SQL/MX Data Mining Guide

Mining the Data
HP NonStop SQL/MX Data Mining Guide523737-001
4-8
Building Decision Trees
Computing Cross Table When Marital Status is Single and Children is Zero
This query generates cross tables for the Number_Children attribute compared to the
goal when Marital Status is Single and Number_Children is 0:
SELECT Independent_Variable, IV2, cust_left, COUNT(*)
FROM miningview
WHERE marital_status = 'Single' AND number_children = 0
TRANSPOSE ('NUMBER_CHILDREN', number_children)
AS (Independent_Variable, IV2)
GROUP BY Independent_Variable, IV2, cust_left
ORDER BY Independent_Variable, IV2, cust_left;
INDEPENDENT_VARIABLE IV2 CUST_LEFT (EXPR)
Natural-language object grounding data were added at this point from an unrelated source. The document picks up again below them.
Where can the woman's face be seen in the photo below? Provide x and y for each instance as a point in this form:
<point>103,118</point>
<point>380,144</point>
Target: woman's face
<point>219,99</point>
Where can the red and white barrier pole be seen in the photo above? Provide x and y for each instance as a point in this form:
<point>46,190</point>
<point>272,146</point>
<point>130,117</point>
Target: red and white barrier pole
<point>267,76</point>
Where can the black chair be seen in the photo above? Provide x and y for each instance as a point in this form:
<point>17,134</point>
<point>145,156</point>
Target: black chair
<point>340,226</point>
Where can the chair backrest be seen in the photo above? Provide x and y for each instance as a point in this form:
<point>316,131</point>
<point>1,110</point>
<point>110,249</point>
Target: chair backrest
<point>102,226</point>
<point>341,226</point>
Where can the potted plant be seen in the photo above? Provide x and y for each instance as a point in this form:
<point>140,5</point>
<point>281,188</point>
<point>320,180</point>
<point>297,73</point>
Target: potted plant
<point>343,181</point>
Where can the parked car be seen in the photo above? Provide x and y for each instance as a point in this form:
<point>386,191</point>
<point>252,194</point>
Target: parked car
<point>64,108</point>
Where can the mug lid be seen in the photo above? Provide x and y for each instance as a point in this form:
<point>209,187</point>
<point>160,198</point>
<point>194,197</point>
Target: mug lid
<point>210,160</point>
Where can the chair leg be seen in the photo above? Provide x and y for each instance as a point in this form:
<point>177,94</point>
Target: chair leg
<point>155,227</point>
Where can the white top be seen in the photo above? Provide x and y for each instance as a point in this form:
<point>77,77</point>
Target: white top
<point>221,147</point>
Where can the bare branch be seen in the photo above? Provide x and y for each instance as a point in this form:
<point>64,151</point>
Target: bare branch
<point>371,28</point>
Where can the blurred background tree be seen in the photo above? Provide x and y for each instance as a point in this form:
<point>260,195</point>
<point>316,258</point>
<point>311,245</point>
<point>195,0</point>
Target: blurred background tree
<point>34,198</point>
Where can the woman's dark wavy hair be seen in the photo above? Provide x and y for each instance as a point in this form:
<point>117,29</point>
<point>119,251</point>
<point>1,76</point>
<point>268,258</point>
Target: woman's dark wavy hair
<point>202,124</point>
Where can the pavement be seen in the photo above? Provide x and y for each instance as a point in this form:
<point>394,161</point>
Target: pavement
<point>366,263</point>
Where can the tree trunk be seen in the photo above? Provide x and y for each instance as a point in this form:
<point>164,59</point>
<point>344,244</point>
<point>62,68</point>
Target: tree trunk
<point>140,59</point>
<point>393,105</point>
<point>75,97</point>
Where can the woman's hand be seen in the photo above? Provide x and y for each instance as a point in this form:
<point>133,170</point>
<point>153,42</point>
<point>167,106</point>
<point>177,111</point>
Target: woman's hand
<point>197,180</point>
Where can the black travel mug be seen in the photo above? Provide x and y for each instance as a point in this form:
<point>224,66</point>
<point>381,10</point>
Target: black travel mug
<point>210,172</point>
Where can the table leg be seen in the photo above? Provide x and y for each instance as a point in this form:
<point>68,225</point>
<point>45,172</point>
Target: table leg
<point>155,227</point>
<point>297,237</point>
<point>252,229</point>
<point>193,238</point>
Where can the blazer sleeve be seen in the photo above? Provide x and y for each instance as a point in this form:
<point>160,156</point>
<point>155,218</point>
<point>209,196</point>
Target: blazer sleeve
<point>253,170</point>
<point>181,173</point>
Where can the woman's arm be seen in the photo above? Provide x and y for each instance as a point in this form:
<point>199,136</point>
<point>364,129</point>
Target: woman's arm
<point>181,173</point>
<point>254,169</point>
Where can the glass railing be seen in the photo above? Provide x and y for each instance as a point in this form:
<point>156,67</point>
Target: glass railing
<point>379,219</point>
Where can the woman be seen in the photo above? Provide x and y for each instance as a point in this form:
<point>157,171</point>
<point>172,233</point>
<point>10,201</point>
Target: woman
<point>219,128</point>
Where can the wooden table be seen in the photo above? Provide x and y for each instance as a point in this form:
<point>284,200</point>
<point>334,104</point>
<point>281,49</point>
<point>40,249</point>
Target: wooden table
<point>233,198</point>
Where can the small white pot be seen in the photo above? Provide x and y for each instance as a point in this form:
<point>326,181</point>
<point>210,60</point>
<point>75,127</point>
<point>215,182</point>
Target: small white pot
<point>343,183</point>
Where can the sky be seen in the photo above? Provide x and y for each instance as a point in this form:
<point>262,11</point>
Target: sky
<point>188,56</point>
-------------------- ----- --------- ---------
NUMBER_CHILDREN 0 Y 3
--- 1 row(s) selected.
This group of records is homogeneous with respect to Cust_Left—that is, Cust_Left is
equal to Y in all cases.
Computing Cross Table When Marital Status is Single and Children > Zero
This query generates cross tables for the Number_Children attribute compared to the
goal when Marital Status is Single and Number of Children is greater than 0:
SELECT Independent_Variable, IV2, cust_left, COUNT(*)
FROM miningview
WHERE marital_status = 'Single' AND number_children > 0
TRANSPOSE ('NUMBER_CHILDREN', number_children)
AS (Independent_Variable, IV2)
GROUP BY Independent_Variable, IV2, cust_left
ORDER BY Independent_Variable, IV2, cust_left;
--- 0 row(s) selected.
This group of records is homogeneous with respect to Cust_Left equal to N.
Final Decision Tree
You have now finished developing the decision tree. Each branch of the tree is
homogeneous with respect to the value of Cust_Left. In practice, this process is highly
iterative. Expanding each node might require several iterations, and you might need to
back up to a previous node to consider another alternative.